Classical Grass

In June of this year, Catholic Boy was winning the Pennine Ridge Stakes on grass at Belmont Park and 17 days later we watched Yoshida run his tail off to be beaten 1 1/4 lengths in the 15-horse Queen Anne Stakes at Royal Ascot following his victory in the Old Forester Turf Classic at Churchill Downs.

If there was an exacta future book wager for the Breeders’ Cup Classic back then, a Catholic Boy – Yoshida box would probably be around 500-1.

Despite his victory last year in the Remsen Stakes, it looked as if Catholic Boy was back on the grass for good following a brief journey on the Kentucky Derby trail. He would follow that score up with another dramatic victory in the Belmont Derby, battling back from certain defeat just as he had done in the Pennine Ridge. A career on the dirt now seemed like a memory.

As for Yoshida, He had never felt dirt under his hooves in the afternoon since he began his career on the grass in November of 2016.

But the one thing both horses had in common was they liked to tease their trainers in the morning by doing enough on the dirt to suggest that they wouldn’t mind a future on the sandy loam.

Catholic Boy had been there before and when he breezed a bullet five furlongs in :59 3/5 over the Saratoga main track on August 6, visions of the Travers Stakes started dancing before trainer Jonathan Thomas’ eyes.

Yoshida hadn’t turned any heads with dazzling works, but he worked steady enough over the dirt to make his connections curious as to how he would handle it in the afternoon.
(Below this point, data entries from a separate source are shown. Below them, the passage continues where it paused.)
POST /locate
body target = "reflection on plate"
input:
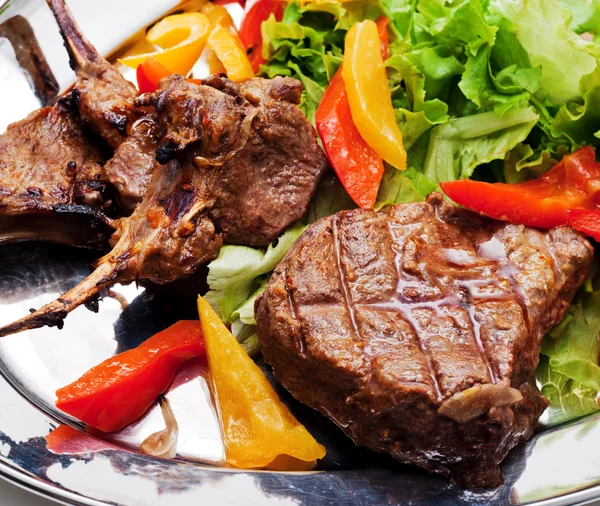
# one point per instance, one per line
(561, 466)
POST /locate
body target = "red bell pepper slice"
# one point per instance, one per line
(585, 221)
(573, 183)
(356, 164)
(382, 29)
(358, 167)
(117, 392)
(227, 2)
(149, 73)
(250, 33)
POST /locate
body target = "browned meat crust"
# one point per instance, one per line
(52, 185)
(105, 100)
(104, 97)
(252, 142)
(247, 170)
(417, 329)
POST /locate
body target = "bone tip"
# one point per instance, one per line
(34, 321)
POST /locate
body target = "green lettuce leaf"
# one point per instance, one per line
(239, 274)
(586, 15)
(401, 187)
(574, 347)
(580, 121)
(542, 27)
(569, 371)
(464, 23)
(460, 145)
(568, 398)
(232, 275)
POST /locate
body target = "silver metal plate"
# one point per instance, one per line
(558, 466)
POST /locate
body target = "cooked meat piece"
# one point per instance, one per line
(263, 152)
(51, 181)
(249, 170)
(417, 329)
(130, 169)
(105, 98)
(106, 102)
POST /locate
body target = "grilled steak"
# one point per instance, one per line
(104, 97)
(417, 329)
(106, 102)
(52, 185)
(247, 169)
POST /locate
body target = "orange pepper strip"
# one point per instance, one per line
(118, 391)
(181, 37)
(229, 49)
(258, 429)
(358, 167)
(369, 94)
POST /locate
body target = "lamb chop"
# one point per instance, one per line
(246, 167)
(52, 185)
(106, 101)
(417, 329)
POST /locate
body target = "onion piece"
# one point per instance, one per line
(163, 443)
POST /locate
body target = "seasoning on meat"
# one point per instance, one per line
(106, 102)
(52, 186)
(247, 168)
(417, 329)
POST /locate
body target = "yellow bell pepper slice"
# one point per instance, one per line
(231, 52)
(369, 95)
(218, 15)
(181, 37)
(258, 429)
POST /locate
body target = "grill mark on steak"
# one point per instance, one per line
(380, 389)
(348, 304)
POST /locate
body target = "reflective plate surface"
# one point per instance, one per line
(558, 466)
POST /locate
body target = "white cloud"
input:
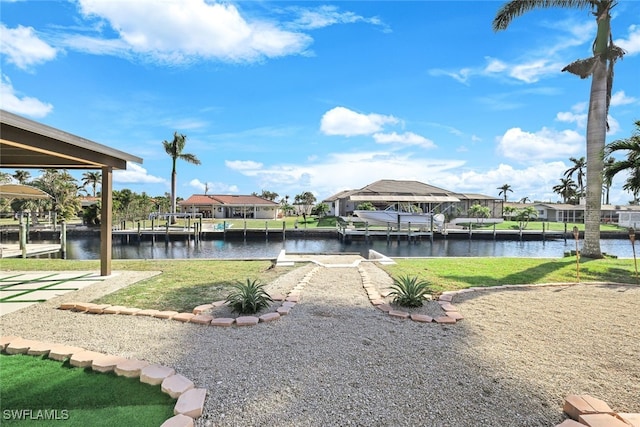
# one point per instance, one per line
(242, 165)
(25, 105)
(620, 98)
(324, 16)
(184, 31)
(23, 47)
(631, 44)
(136, 174)
(345, 122)
(407, 138)
(545, 144)
(213, 187)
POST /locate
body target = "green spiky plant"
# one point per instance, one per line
(249, 297)
(409, 291)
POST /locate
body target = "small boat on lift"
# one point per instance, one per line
(398, 214)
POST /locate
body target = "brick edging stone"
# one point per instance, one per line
(190, 400)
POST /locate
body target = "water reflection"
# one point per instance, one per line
(89, 248)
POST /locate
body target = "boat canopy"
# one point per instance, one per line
(403, 198)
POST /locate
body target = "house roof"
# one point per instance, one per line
(27, 144)
(227, 200)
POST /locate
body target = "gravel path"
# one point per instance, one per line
(336, 360)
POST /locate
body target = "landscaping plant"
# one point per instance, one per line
(409, 291)
(249, 297)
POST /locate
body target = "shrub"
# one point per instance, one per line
(249, 297)
(409, 291)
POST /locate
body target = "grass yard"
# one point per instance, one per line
(185, 284)
(75, 396)
(447, 274)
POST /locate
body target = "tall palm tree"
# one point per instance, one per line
(631, 146)
(174, 150)
(607, 180)
(21, 176)
(578, 169)
(504, 190)
(566, 189)
(93, 179)
(600, 68)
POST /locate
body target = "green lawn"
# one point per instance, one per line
(185, 284)
(75, 396)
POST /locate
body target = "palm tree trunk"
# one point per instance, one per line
(596, 134)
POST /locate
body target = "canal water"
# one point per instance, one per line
(84, 248)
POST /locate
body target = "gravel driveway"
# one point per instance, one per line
(335, 360)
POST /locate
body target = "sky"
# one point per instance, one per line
(296, 96)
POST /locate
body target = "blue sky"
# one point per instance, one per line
(299, 96)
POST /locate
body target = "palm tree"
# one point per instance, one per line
(174, 150)
(21, 176)
(578, 168)
(600, 68)
(503, 191)
(566, 189)
(93, 179)
(607, 180)
(631, 164)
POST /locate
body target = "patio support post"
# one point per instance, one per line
(105, 223)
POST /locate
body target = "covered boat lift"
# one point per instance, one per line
(26, 144)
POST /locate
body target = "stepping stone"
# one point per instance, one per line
(445, 319)
(178, 421)
(155, 374)
(61, 352)
(384, 307)
(269, 317)
(447, 306)
(576, 405)
(67, 306)
(147, 312)
(130, 368)
(631, 419)
(247, 321)
(114, 309)
(421, 318)
(6, 340)
(175, 385)
(222, 321)
(84, 359)
(601, 420)
(183, 317)
(283, 311)
(98, 308)
(204, 307)
(83, 306)
(40, 349)
(106, 363)
(165, 314)
(131, 311)
(278, 297)
(202, 319)
(399, 314)
(19, 346)
(191, 403)
(455, 315)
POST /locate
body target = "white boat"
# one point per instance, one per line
(391, 216)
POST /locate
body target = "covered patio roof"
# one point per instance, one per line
(26, 144)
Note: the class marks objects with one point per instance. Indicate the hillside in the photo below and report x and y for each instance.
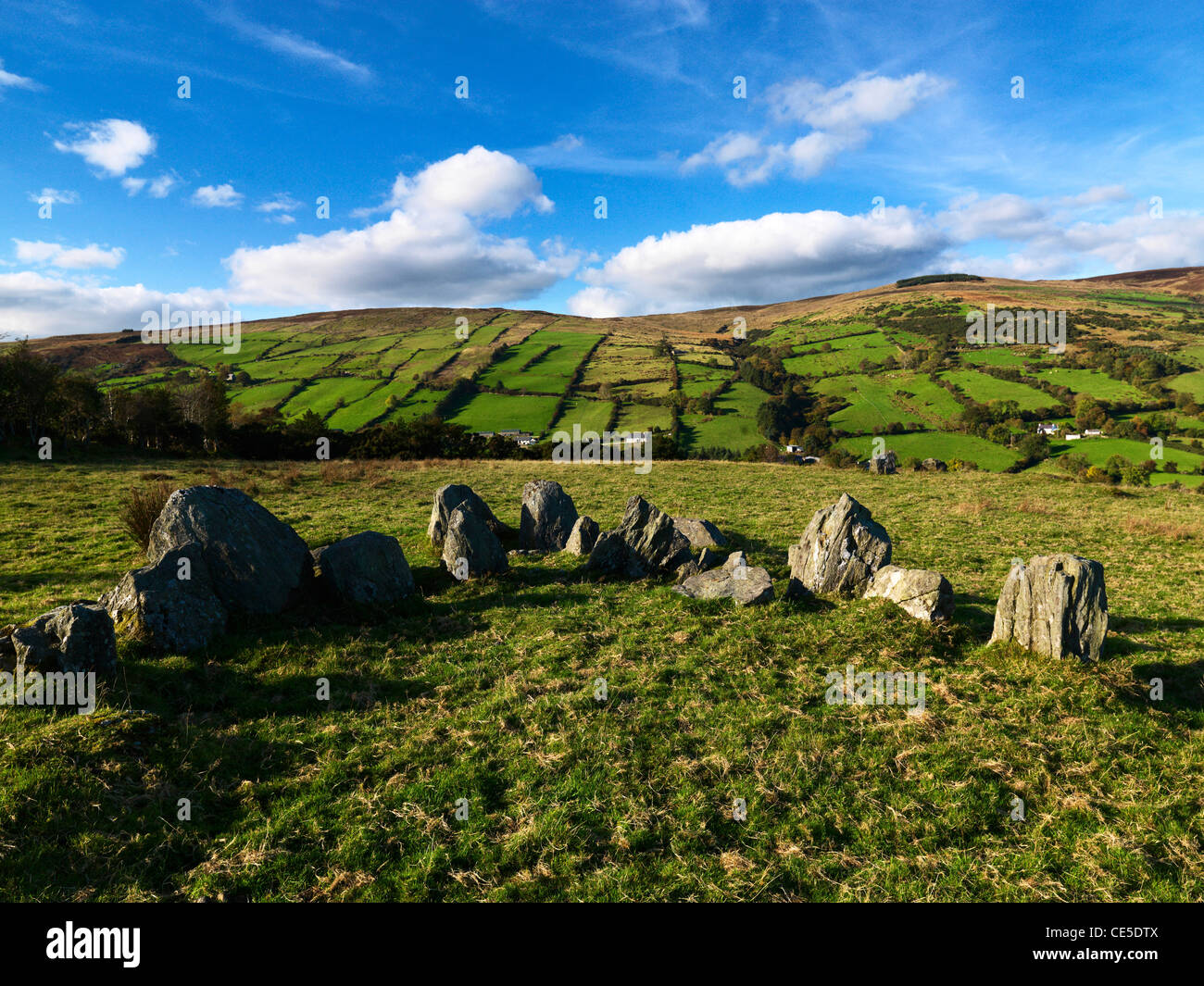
(889, 360)
(485, 690)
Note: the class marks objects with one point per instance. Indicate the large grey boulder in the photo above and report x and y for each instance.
(1055, 605)
(839, 550)
(734, 580)
(257, 562)
(583, 536)
(446, 499)
(922, 593)
(368, 568)
(470, 548)
(886, 462)
(548, 517)
(645, 543)
(171, 605)
(701, 533)
(71, 638)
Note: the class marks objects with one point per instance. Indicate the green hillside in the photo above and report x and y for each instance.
(835, 371)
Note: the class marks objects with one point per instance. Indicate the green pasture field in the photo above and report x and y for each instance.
(485, 692)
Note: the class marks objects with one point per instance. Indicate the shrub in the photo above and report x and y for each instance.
(141, 508)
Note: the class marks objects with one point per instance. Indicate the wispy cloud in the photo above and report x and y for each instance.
(12, 81)
(293, 46)
(217, 196)
(115, 145)
(839, 119)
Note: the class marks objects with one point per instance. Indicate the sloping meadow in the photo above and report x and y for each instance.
(550, 736)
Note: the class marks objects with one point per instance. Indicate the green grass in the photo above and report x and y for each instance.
(485, 692)
(734, 425)
(497, 412)
(985, 389)
(939, 444)
(591, 416)
(645, 418)
(1094, 383)
(325, 395)
(264, 395)
(1098, 450)
(1188, 383)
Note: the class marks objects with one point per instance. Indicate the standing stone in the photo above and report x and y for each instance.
(71, 638)
(257, 564)
(446, 499)
(548, 517)
(734, 580)
(470, 548)
(171, 605)
(883, 465)
(1055, 605)
(645, 543)
(368, 568)
(701, 533)
(839, 552)
(922, 593)
(583, 536)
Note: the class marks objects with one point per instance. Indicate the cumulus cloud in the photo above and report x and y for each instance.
(12, 81)
(778, 256)
(157, 188)
(786, 256)
(839, 119)
(217, 196)
(280, 208)
(433, 249)
(56, 196)
(44, 305)
(113, 145)
(76, 259)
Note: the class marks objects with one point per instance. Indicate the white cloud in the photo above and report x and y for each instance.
(163, 184)
(77, 259)
(839, 119)
(789, 256)
(778, 256)
(41, 305)
(478, 182)
(859, 103)
(115, 145)
(217, 196)
(157, 187)
(12, 81)
(294, 46)
(56, 196)
(280, 203)
(430, 251)
(280, 208)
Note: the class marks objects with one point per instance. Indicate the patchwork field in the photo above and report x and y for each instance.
(485, 692)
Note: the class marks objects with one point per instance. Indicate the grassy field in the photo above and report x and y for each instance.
(985, 389)
(939, 444)
(1094, 383)
(484, 692)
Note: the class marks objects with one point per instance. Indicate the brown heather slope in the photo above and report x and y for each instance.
(88, 351)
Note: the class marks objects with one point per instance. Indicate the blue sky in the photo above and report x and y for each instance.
(874, 141)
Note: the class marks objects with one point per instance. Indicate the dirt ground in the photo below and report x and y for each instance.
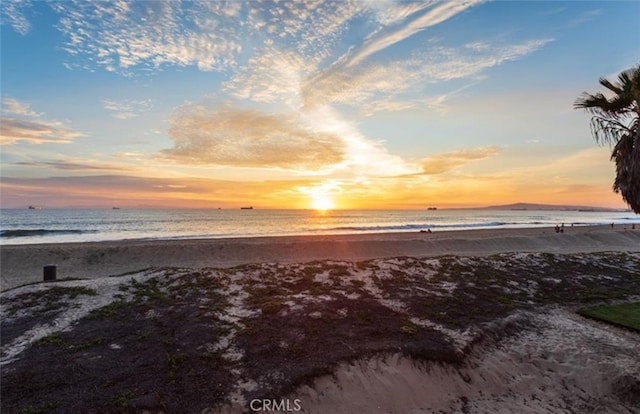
(195, 340)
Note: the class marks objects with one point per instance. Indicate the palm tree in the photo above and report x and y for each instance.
(616, 121)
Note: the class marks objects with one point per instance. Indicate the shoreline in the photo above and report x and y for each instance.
(23, 264)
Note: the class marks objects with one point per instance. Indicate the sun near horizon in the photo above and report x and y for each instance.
(385, 105)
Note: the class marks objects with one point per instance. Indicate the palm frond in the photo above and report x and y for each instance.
(607, 130)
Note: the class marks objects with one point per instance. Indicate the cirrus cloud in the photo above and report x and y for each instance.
(441, 163)
(248, 138)
(24, 124)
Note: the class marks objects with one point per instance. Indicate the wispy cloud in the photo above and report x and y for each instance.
(28, 126)
(121, 35)
(370, 86)
(13, 13)
(445, 162)
(249, 138)
(71, 165)
(437, 14)
(15, 107)
(127, 109)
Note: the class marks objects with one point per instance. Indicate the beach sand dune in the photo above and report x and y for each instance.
(561, 363)
(21, 264)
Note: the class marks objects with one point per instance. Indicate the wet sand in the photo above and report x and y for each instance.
(21, 264)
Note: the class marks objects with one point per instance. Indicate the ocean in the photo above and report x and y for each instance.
(23, 226)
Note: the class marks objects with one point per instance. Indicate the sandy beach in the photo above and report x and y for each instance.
(473, 321)
(21, 264)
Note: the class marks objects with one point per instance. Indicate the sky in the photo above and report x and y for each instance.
(368, 104)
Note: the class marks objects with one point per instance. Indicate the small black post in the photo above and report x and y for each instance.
(49, 273)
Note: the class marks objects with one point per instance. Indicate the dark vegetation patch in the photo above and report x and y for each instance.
(160, 346)
(626, 315)
(148, 353)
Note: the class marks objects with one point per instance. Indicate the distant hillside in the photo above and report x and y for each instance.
(548, 207)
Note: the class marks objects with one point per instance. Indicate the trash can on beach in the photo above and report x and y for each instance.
(49, 273)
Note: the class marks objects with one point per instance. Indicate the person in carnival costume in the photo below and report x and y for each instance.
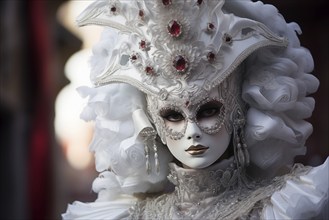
(199, 110)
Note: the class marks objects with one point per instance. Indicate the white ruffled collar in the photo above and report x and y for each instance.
(193, 184)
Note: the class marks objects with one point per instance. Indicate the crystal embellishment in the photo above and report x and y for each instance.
(174, 28)
(180, 63)
(210, 27)
(166, 2)
(211, 56)
(149, 70)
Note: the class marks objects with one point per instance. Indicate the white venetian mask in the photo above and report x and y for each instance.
(194, 132)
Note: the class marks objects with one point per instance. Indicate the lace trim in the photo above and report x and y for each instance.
(240, 203)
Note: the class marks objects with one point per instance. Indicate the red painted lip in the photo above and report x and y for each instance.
(197, 150)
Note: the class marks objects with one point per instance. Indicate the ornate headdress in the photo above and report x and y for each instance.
(175, 48)
(180, 50)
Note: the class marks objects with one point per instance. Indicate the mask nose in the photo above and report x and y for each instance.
(193, 131)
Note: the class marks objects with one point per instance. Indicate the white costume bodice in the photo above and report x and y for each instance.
(214, 193)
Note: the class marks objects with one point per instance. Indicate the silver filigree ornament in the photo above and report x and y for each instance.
(177, 50)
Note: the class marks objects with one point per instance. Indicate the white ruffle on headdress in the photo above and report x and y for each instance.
(276, 87)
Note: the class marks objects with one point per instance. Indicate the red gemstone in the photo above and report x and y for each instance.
(141, 13)
(210, 26)
(142, 44)
(174, 28)
(133, 57)
(113, 9)
(166, 2)
(211, 56)
(180, 63)
(149, 70)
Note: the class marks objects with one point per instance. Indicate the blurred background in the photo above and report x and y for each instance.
(45, 162)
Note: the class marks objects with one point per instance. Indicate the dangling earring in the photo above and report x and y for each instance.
(240, 147)
(156, 157)
(149, 136)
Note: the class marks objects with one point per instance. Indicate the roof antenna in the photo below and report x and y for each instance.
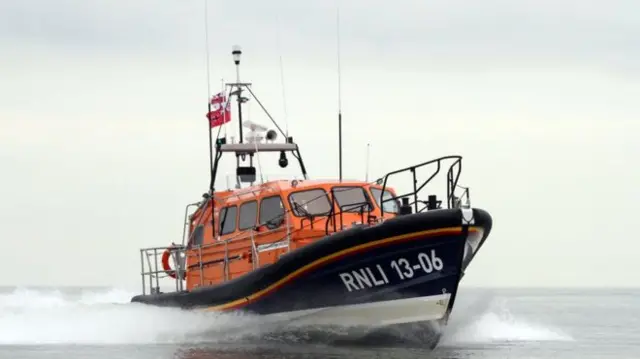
(284, 101)
(366, 173)
(339, 95)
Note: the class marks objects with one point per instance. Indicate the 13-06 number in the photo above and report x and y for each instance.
(428, 263)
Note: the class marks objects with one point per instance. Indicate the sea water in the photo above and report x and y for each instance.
(487, 323)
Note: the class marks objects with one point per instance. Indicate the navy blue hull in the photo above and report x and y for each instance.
(395, 271)
(418, 255)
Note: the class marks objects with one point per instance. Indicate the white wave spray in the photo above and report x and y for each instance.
(105, 316)
(481, 322)
(36, 316)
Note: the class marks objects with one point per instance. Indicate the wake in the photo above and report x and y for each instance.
(105, 316)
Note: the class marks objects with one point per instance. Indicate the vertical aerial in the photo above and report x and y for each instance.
(339, 97)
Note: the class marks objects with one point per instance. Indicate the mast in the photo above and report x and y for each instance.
(236, 52)
(339, 97)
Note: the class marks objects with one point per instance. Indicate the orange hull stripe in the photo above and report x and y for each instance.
(338, 255)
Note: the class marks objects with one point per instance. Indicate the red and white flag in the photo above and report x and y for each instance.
(220, 110)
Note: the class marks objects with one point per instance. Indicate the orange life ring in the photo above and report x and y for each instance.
(165, 264)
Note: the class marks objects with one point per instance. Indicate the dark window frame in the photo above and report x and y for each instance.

They toyed with the idea of running him in the Whitney early in the meet, but opted to go with Good Samaritan, who had made an auspicious debut on dirt in the Jim Dandy Stakes the year before and followed it up with a victory in the New Orleans Handicap this year. But when he was beaten 16 lengths in the Whitney it made the Woodward Stakes later in the meet even more enticing a spot to take a shot with Yoshida.

So, on August 25, Catholic Boy ran away with the Travers, drawing off to a four-length victory in 2:01 4/5, and a week later, Yoshida mowed down his opponents in the stretch in the Woodward, winning by two lengths in a solid 1:48 4/5, coming home his final three-eighths in a scintillating :36 flat and final eighth in :12 1/5.

Just like that, Thomas and Bill Mott had Breeders’ Cup Classic contenders and decided to put their new toys away for over two months rather than risk breaking them before the big race. They were well aware that a repeat of the Travers and Woodward would put them right there with the big guns Diversify and Accelerate. When Diversify eliminated himself from Classic consideration by self destructing in the Jockey Club Gold Cup and Accelerate didn’t exactly dazzle anyone winning the Awesome Again Stakes, running 15 Beyer points lower than his Pacific Classic score, Catholic Boy and Yoshida suddenly became big guns themselves.

One factor in their favor as all-purpose horses is that the Churchill Downs dirt track has always been favorable to grass horses.

With so many doors being opened this year and in recent years, such as winning the Kentucky Derby without racing at 2, sweeping the Triple Crown a mere 111 days after ones career debut, and winning the Breeders’ Cup Classic off a two-month layoff without one of the traditional prep races, we may now have another one – grass horses switching to the dirt and winning the Classic.

We have seen Europeans run big in the Classic, with Arcangues scoring a 133-1 upset and Giant’s Causeway, Sahkee, Swain, Declaration of War, Toast of New York, and Ibn Bey nearly pulling it off. Raven’s Pass also was victorious, but that was on a synthetic surface at Santa Anita. Few American horses have given it a try. Volponi ran in four consecutive grass stakes in 2002, with a victory, two seconds, and a third, and had scattered grass races throughout his career. After prepping in the Meadowlands Cup on dirt, he ran off with the Classic by 6 1/2 lengths at 43-1.

Catholic Boy fits in that category, except he won’t be a longshot and has had a much shorter career, while Yoshida has been far more grass oriented, running on it his entire career before his last start. In any event, if either horse wins the Classic, or if both are right there at the wire, you can expect to see more horses trying to emulate them in the future. As it is, we are seeing more horses coming out of the Breeders’ Cup Juvenile Turf and embarking on the Derby trail.

Also remember that Thunder Snow came off six consecutive grass races to start his career and then won the UAE 2,000 Guineas and UAE Derby on dirt. Later in his career he came off five consecutive grass races to win the Maktoum Challenge Round 2 and Dubai World Cup in a romp. Most recently he came off a poor showing in the Juddmonte International on grass to finish second by a neck in the Jockey Club Gold Cup.

In short, we could be witnessing a grass revolution in this country. Perhaps that will help our big horses stay sounder and keep them running longer.

So keep a close eye on Catholic Boy and Yoshida on November 3, as well as Thunder Snow. How they perform could have a profound effect on the sport.